Sejujurnya, dengan berbagai kasus mutu yang kita jumpai di lapangan, Indonesia masih bermasalah dalam soal jaminan pasti bagi konsumen untuk mengkonsumsi produk-produk ternak yang terbebas dari pencemaran?

Makanan sebagai salah satu faktor yang bisa meningkatkan angka harapan hidup suatu negara, masih acap dibelit persoalan kesadaran yang kurang dari para konsumen terhadap produk ternak yang terbebas dari residu kimia (antibiotik, alfatoksin, dioxin) dan mikrobiologi berbahaya (salmonella, enterobacteriaceae dan BSE-carriers).

Acapkali kita mesti menengok dengan apa yang terjadi di negara-negara maju, di mana di sini kualitas kontrol bahan pakan terus dilakukan oleh pemerintah secara berkala
melalui system HACCP (hazard analyis and critical control points) sesuai dengan tahapan-tahapan yang telah tersusun secara sistematis dan disepakati bersama.


Antibiotik dalam Pakan Ternak

Sejak ilmuan berkebangsaan Rusia Metchnikoff (1908) berhasil mengklasifikasi jenis mikro-organisma yang terdapat dalam saluran pencernaan manusia, makin terkuak lebar peranan penting akan berbagai genera mikroflora bagi kehidupan makhluk hidup.

Keseimbangan antara bakteri-bakteri yang menguntungkan dan merugikan dalam saluran pencernaan sepatutnya menjadi perhatian lebih demi terciptanya hidup yang sehat bagi manusia dan produksi yang tinggi bagi ternak.

Keseimbangan populasi bakteri dalam saluran pencernaan (eubiosis) hanya dapat diraih apabila komposisi antara bakteri yang menguntungkan seperti Bifidobacteria dan Lactobacilli dan yang merugikan seperti Clostridia setidaknya 85% berbanding 15%.

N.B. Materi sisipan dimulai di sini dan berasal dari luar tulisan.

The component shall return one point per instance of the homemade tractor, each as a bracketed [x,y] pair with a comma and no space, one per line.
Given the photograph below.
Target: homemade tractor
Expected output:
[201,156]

Dengan komposisi tersebut fungsi “barrier effect“ mikroflora yang menguntungkan dalam tubuh makhluk hidup dengan cara mencegah terbentuknya koloni bakteri phatogen (colonisation resistence) bisa teroptimalkan.

Ketidakseimbangan populasi antara bakteri yang menguntungkan dan merugikan (dysbiosis) berakibat turunnya produksi ternak.

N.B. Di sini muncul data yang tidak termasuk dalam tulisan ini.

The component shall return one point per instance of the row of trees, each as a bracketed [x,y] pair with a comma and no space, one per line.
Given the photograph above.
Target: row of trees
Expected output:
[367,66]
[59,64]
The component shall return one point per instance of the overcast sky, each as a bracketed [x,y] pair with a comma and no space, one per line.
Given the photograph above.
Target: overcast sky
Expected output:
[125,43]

Salah satu cara memodifikasi keseimbangan bakteri di dalam saluran pencernaan adalah dengan pemberian antibiotik. Antibiotik dipercayakan dapat menekan pertumbuhan bakteri-bakteri phatogen yang berakibat melambungnya populasi bakteri menguntungkan dalam saluran pencernaan.

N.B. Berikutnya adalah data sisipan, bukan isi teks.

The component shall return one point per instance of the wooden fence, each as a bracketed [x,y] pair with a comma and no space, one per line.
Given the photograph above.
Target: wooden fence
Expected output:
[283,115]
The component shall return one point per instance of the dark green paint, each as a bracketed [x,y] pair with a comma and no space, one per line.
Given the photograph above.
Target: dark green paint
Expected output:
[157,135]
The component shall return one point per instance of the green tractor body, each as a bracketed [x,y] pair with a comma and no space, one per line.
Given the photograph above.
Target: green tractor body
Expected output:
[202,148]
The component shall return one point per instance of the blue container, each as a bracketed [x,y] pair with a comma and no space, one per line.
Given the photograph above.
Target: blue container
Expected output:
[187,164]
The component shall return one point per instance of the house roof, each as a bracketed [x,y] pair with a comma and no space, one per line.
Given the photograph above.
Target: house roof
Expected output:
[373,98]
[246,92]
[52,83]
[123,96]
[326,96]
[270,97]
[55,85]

Tingginya mikroflora menguntungkan tersebut dapat merangsang terbentuknya senyawa-senyawa antimikrobial, asam lemak bebas dan zat-zat asam sehingga terciptanya lingkungan kurang nyaman bagi pertumbuhan bakteri phatogen.

Namun disayangkan penggunaan antibiotik berakibat buruk bagi ternak dikarenakan resistensi ternak terhadap jenis-jenis mikro-organisme phatogen tertentu. Hal ini telah terjadi pada peternakan unggas di North Carolina (Amerika Serikat) akibat pemberian antibiotik tertentu, ternak resisten terhadap Enrofloxacin yang berfungsi untuk membasmi bakteri Escherichia coli.

Di bagian lain residu dari antibiotik akan terbawa dalam produk-produk ternak seperti daging, telur dan susu dan akan berbahaya bagi konsumen yang mengkonsumsinya.

Seperti dilaporkan oleh Rusiana dengan meneliti 80 ekor ayam broiler di Jabotabek menemukan 85% daging ayam broiler dan 37% hati ayam tercemar residu antibiotik tylosin, penicilin, oxytetracycline dan kanamycin.

Penggunaan senyawa antibiotik dalam ransum ternak pun menjadi perdebatan sengit oleh para ilmuan akibat efek buruk yang ditimbulkan tidak hanya bagi ternak tetapi juga bagi konsumen yang mengkonsumsi produk ternak tersebut melalui residu yang ditinggalkan baik pada daging, susu maupun telur.

Beberapa negara tertentu telah membatasi penggunaan zat aditif tersebut dalam pakan ternak seperti di Swedia tahun 1986, Denmark tahun 1995, Jerman tahun 1996 dan Swiss tahun 1999.

Selanjutnya pada 1 Januari 2006 Masyarakat Uni Eropa berdasar regulasi nomor 1831/2003 menetapkan tonggak pemusnahan berbagai macam antibiotik di mana selama beberapa dekade belakang merupakan substans yang kerap digunakan oleh peternak di berbagai belahan dunia.

Tidak dapat dipungkiri sejak digunakannya antibiotik sebagai senyawa promotor pertumbuhan dalam pakan ternak, telah terjadinya peningkatan pendapatan peternak berkat kemampuan senyawa tersebut mengkonversikan nutrisi dalam pakan secara efisien dan efektif.

Akan tetapi, pelarangan tersebut tidak menyeluruh hanya terbatas pada jenis antibiotik tertentu misalnya avoparcin (Denmark), vancomycin (Jerman), spiramycin, tylosin, virginiamycin dan chinoxalins (Uni Eropa).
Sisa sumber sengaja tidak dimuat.